- DVD Cover
- Directed by: Mahagama Sekera
- Written by: Mahagama Sekera
- Produced by: Chithra Balasuriya
- Starring: Joe Abeywickrema Karunarathna Ranasinghe
- Cinematography: Sumittha Amarasinghe
- Edited by: Dillimuni Jayathissa
- Music by: W. D. Amaradeva
- Release date: 1970;
- Running time: 93 mins
- Country: Sri Lanka
- Language: Sinhala

= Thun Man Handiya =

Thun Man Handiya movie (Sinhala for Three Way Junction) is a 1970 dramatic film made by Sri Lankan artist Mahagama Sekera and produced by Chithra Balasuriya. It is autobiographical and recounts Sekera's childhood though the character of Sirisena.

==Plot==
The film is set in a small village and follows progression in painter Abilin's (Joe Abeywickrema) life through the eyes of his nephew Sirisena (Kumara Balasooriya, Karunarathna Ranasinghe). Abilin is an alcoholic and drifts through his life in debt and without focus. After getting into arguments with other villagers and his own brother (Dharmadasa Kuruppu), Abilin decides to take a job with a rich landowner (A. P. Gunarathna).

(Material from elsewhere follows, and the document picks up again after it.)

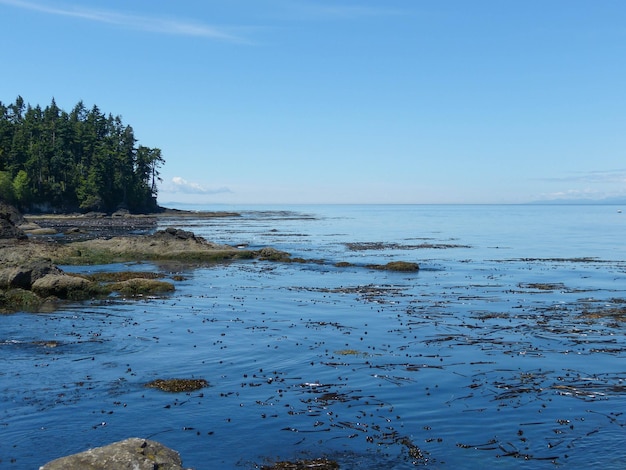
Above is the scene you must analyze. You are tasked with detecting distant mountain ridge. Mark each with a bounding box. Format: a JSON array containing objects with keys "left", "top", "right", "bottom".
[{"left": 531, "top": 197, "right": 626, "bottom": 205}]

Sirisena then goes to art college inspired by his uncle. He develops his art skill there and dreams of showing his talent to Abilin. Abilin's situation, however, deteriorates due to alcoholism, juxtaposing serenely with Sirisena's foray into art in the city.

==Cast==
- Joe Abeywickrama as Abilin Singho 'Mama'
- Kumara Balasooriya as Adolescent Sirisena
  - Karunaratne Ranasinghe as Young Sirisena
- Shanthi Lekha as Sirisena's Amma
- Dharmadasa Kuruppu as Podi Mama
- Denawaka Hamine as Sirisena's Achchi
- D. A. Balasuriya as Sirisena's Thaththa
- A. P. Gunaratne as Ralahamy
- Gemunu Wijesuriya as Aisey
- Somasiri Dehipitiya as Jamis
- Swarna Mallawarachchi as Yasawathie
- Srimathi B. Lekamge as Doctor
- Chandra Kaluarachchi as Sophie
- Chandrapala Wijesooriya as Podi Mahaththaya
- Soma Bopitiya as Hamine
- Geethani Wickramasinghe as Sudu Menike
- Sunil Jayaweera as Art Teacher
- Karunarathna Ranawaka as Napo Singho
- Dharmasena Athukorala as Jayasinghe Teacher
- Wijeratne Warakagoda as Nadagam performer
- D. S. Karunarathna as Varliyanu
- W. D. Amaradeva as Harmonium player

==Music==
W. D. Amaradeva composed the music for the film and sang the song "Atheethayen Ganga." Wijerathna Warakagoda sings "Yannem Dakna Se Ma." Both were written by Mahagama Sekera with music by Amaradeva.

==Awards and nominations==
1971 	- 	The Most Promising Director - The Awards Festival of the Film Critics and Journalists of Ceylon in 1970 - 1971. Awarded to Director, Mahagama Sekera.

1972 	- 	Diploma Certificate - Symposium of Young Cinematographers of Africa, Asia, and Latin America at the 17th International Film Festival in Karlovy Vary, Czechoslovakia. Awarded to Director, Mahagama Sekera.

1972 	- 	Diploma Certificate - Committee for Afro-Asian Solidarity of the USSR, The Tashkent International Film Festival. Awarded to Director, Mahagama Sekera.

1980 	- 	Mahagama Sekera was awarded for the Most Outstanding Film Creation of the Decade of 1970 at the OCIC [Office Catholique Internationale du Cinema] Salutation Festival held in 1980.

1997 	- 	Mahagama Sekera was awarded the Golden Jubilee Award from the National Film Corporation of Sri Lanka. Thung Mang Handiya was rated among the ten best cinematic creations of the Sri Lankan Cinema.